Today in the New York Times we learn that, out of the goodness of their hearts, major soft drink manufacturers have agreed to cut the number of calories we drink by one fifth over then next ten years. They are not admitting that drinking calories this way is causing any kind of problems, but, because we asked so nicely, they are going to take ten years, and through a combination of “marketing, distribution and packaging” they are going to eliminate our ability to drink twenty percent of the calories we drink now.
I can’t wait to see how Marketing can reduce the calories we drink. That would be commercials and product placement in schools, right? Maybe they are going to stop putting sugar in soft drinks at school. NO, that would be a recipe change, and a change in manufacturing. They didn’t list either of those in the announcement.
Distribution changes effect the calories we drink in what way? Maybe that means no more sugar sweetened drinks shipped to the inner cities, where “sugary sodas may account for a half or more of the calories a child consumes each day. Sugary soft drinks account for about 6 percent of the average consumer’s daily calories.”
Finally, changes in packaging could mean that they won’t sell any more sixty four ounce drinks at the convenience store, right?
The best news here is that the soda makers are starting to feel the heat, like the cigarette makers did in the 1960s. This effort is like putting filters on cigarettes, like creating the ‘lite’ cigarette. “Full Flavor, Half the Tar and Nicotine!” Meanwhile, in Congressional testimony, the tobacco CEOs were still voicing full-throated denial that their product was even addictive. We are near the point where the sugar-industry CEOs start saying that their product is likewise not addictive. In their future is a courtroom where they convince juries that they kept selling their dangerous product in reckless ways to children, knowing that it was harming their health. There will be multi billion dollar payouts to the states for the increases in health care costs directly caused by them. Read your tobacco company settlement history. It’s repeating itself.
I have created a new page for this Blog for people that are trying to detox off of sugar. 21 Day Sugar Detox Journal is all of the blog entries by my from the month of April, 2014 as Karen and I eliminated the sugar fix from our daily lives. It details the journey to a place where we could tell what it felt like to not be high on sugar. It is a journey that is easy, while being hard, and it is incredibly worth while. Take it with us.

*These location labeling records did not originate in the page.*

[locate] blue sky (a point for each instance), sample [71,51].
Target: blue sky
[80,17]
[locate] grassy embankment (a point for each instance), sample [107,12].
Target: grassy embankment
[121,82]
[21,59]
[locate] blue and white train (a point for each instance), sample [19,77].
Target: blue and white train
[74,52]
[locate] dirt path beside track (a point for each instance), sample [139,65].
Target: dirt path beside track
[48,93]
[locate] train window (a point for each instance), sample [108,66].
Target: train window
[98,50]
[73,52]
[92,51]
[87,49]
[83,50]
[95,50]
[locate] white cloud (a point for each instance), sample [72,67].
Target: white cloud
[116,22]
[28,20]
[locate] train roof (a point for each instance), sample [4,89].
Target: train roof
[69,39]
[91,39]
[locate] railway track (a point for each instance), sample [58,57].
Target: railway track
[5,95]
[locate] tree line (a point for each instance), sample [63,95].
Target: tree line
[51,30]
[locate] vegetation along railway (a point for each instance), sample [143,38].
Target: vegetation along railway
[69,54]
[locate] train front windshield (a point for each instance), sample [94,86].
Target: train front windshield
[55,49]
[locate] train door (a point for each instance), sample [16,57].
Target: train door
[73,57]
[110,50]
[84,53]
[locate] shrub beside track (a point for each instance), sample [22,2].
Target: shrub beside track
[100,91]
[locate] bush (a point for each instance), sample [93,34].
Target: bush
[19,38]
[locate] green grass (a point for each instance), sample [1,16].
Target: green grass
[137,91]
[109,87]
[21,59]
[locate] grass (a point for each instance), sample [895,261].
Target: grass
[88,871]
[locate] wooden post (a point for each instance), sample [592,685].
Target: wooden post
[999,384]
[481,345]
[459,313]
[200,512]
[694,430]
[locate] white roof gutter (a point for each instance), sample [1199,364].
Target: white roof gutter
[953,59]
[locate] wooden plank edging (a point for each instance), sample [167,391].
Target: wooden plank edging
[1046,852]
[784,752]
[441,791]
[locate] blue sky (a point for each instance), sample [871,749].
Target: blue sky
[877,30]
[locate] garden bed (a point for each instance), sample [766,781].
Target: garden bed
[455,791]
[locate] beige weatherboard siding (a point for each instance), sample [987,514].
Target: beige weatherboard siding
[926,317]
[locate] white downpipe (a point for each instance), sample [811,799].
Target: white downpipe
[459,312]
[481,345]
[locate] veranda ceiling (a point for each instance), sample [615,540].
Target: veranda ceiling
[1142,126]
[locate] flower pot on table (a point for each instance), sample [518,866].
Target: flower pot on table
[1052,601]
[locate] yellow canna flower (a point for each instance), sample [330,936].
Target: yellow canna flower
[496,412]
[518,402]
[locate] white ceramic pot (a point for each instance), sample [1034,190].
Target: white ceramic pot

A pop is not so bad if you’re not drinking it everyday with every meal and with free refills.If you are at least 50 yrs old you grew up most likely having a soda was rare and a treat. Like going out for pizza with the entire family was a treat or maybe staying up late watching home movies or a movie having popcorn a soda, lastly maybe staying at your Grandparents house and having your Grandpa making a root beer float while Grandma was fussing being the bad cop all for Grandpa’s benefit. These days of simple pleasures are gone all of our childhood treats are today’s childhood reality. I believe we as human beings as much to blame for the exploited habitual habits of sugary sweetness in our life.. Let’s pullback the slack and ultra-convenient ways of 21 century living and live more within our true means.
Wonderfully stated. Sugar as a luxury is the way nature intended it. Getting high on sugar ought to be the night cap and then it’s not harmful. Getting half of your daily calories that way is like food alcoholism.